Listen to this lesson
Estimated reading time: 9 minutes
The general-purpose AI assistants we've covered — ChatGPT, Claude, Gemini, Copilot — can do a lot. But the AI tool landscape is much broader than those four. There's a growing ecosystem of specialist tools that do specific things very well.
This lesson covers the major categories of specialist AI tools: what they do, when to use them, and which ones are worth knowing about.
AI image generators create pictures from text descriptions. You type what you want to see, and the tool produces an image. The quality has improved dramatically since the early days — modern tools can create photorealistic images, illustrations, logos, and artwork.
Midjourney — Widely considered the leader in image quality, particularly for artistic and photorealistic images. It runs through Discord (which takes some getting used to) and through a web interface. Paid only — plans start around $10 USD/month.
DALL-E 3 — OpenAI's image generator, built directly into ChatGPT. The advantage is convenience: you can generate images in the same conversation where you're working on text. Quality is good but generally a step behind Midjourney for artistic work.
Stable Diffusion — An open-source image generation model that you can run on your own computer (if you have the right hardware) or access through various online tools. Free to use locally, but requires technical knowledge to set up. Many online tools are built on top of Stable Diffusion.
Adobe Firefly — Adobe's AI image generator, integrated into Photoshop and other Adobe Creative Cloud tools. Its key advantage: it's trained only on licensed images, which makes it safer for commercial use. It's included with Creative Cloud subscriptions.
Leonardo.ai — A popular tool for generating game assets, illustrations, and concept art. It has a free tier and paid plans, and offers good control over the style and quality of outputs.
AI code assistants help people write, debug, and understand computer code. Even if you're not a developer, it's worth knowing these exist — they're changing how software gets built.

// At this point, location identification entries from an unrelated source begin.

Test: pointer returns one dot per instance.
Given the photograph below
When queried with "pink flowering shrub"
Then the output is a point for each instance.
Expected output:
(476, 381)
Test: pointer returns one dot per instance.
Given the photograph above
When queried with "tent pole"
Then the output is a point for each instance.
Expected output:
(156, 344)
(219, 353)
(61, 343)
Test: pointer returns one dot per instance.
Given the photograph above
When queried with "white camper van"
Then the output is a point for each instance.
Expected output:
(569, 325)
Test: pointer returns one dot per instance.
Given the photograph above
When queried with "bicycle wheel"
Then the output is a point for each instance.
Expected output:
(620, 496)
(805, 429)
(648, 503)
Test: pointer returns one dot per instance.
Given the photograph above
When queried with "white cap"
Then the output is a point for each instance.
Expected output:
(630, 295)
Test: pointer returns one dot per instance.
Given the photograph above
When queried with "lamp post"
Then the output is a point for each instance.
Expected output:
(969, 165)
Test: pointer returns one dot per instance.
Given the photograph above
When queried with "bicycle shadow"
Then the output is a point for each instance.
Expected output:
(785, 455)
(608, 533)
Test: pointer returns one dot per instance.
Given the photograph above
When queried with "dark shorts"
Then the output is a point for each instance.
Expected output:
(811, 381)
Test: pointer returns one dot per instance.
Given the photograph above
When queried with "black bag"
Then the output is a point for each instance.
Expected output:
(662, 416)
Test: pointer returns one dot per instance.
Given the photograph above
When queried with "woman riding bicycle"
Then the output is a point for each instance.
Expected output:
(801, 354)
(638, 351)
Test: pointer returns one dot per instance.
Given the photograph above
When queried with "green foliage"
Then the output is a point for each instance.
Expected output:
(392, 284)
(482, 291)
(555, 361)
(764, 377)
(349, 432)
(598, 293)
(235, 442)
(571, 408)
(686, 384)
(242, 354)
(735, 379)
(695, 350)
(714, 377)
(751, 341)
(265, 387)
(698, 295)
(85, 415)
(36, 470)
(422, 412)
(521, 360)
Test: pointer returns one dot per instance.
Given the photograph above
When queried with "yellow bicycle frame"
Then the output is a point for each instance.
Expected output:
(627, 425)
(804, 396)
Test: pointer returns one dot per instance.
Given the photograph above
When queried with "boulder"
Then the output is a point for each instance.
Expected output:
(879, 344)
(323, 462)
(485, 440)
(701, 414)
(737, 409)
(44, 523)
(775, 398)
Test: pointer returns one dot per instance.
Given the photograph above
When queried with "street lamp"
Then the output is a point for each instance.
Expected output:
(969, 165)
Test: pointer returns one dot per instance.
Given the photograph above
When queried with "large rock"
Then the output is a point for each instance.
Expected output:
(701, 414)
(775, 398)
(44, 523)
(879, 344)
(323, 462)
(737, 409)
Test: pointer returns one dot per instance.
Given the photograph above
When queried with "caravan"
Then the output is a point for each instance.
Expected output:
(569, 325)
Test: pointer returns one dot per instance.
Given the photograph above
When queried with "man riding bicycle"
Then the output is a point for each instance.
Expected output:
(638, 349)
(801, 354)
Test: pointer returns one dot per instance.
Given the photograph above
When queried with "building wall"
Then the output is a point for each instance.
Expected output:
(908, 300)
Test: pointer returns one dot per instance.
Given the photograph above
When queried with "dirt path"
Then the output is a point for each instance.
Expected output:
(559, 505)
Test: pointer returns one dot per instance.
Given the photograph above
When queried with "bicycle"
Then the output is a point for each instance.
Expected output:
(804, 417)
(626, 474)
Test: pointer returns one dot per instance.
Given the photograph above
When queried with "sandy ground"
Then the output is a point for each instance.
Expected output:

GitHub Copilot — The dominant AI coding assistant. It works inside your code editor (like VS Code) and suggests code as you type, similar to autocomplete but much more powerful. It can write entire functions, explain existing code, and help debug errors. Costs $10 USD/month for individuals; free for students and open-source contributors.
Cursor — A code editor with AI built in from the ground up. Rather than being a plugin for an existing editor, Cursor was designed around AI-assisted coding. It's popular with developers who want AI deeply integrated into their workflow.
Claude and ChatGPT — Both general-purpose assistants are surprisingly capable at coding tasks. You can paste code into a conversation and ask for explanations, debugging help, or modifications. This is often the simplest approach for people who aren't professional developers.
AI transcription tools convert speech to text — meetings, interviews, lectures, podcasts. They've become remarkably accurate.
Otter.ai — A popular transcription tool that integrates with Zoom, Google Meet, and Microsoft Teams. It can join your meetings automatically, transcribe in real time, and generate summaries. Free tier includes limited transcription minutes; paid plans start around $17 USD/month.
Whisper (by OpenAI) — An open-source speech recognition model that's exceptionally accurate across many languages and accents. You can use it through various apps and services built on top of it, or run it locally if you're technically inclined.
Microsoft Copilot in Teams — If your organisation uses Microsoft Teams with Copilot, meeting transcription and summarisation is built right in.
Google Meet transcription — Google's built-in meeting transcription, available on certain Google Workspace plans. Works well for English; other language support is growing.
Descript — A tool that combines transcription with audio and video editing. You can edit audio by editing the transcript text — delete a sentence from the transcript and it's removed from the audio. Particularly useful for podcast and video creators.
Traditional search engines give you links. AI-powered search tools give you answers, synthesised from multiple sources.
Perplexity AI — An AI search engine that answers questions with cited sources. It's like having a research assistant that reads multiple articles and gives you a summary with references. Free tier is generous; Pro costs $20 USD/month for more powerful model access.
Google AI Overviews — Google now shows AI-generated summaries at the top of many search results. You don't need to do anything special — they appear automatically. Quality varies; always check the linked sources.
ChatGPT with web browsing — When you ask ChatGPT a question that requires current information, it can search the web and synthesise results. Useful for quick research.
Microsoft Copilot search — Copilot's standalone chat includes web search, providing sourced answers to questions.
Explore one specialist tool.
1. Which AI image generation tool is integrated directly into Adobe's Creative Cloud?
Answer: c) Adobe Firefly — it's built into Photoshop and other Adobe tools, and trained on licensed images.
2. What does Perplexity AI do differently from a traditional search engine?
Answer: b) It synthesises information from multiple sources and provides answers with citations, rather than just giving you a list of links.
3. What is a key limitation to be aware of when using AI transcription tools?
Answer: c) Accuracy drops with strong accents, technical jargon, or poor audio quality — always review transcripts for important content.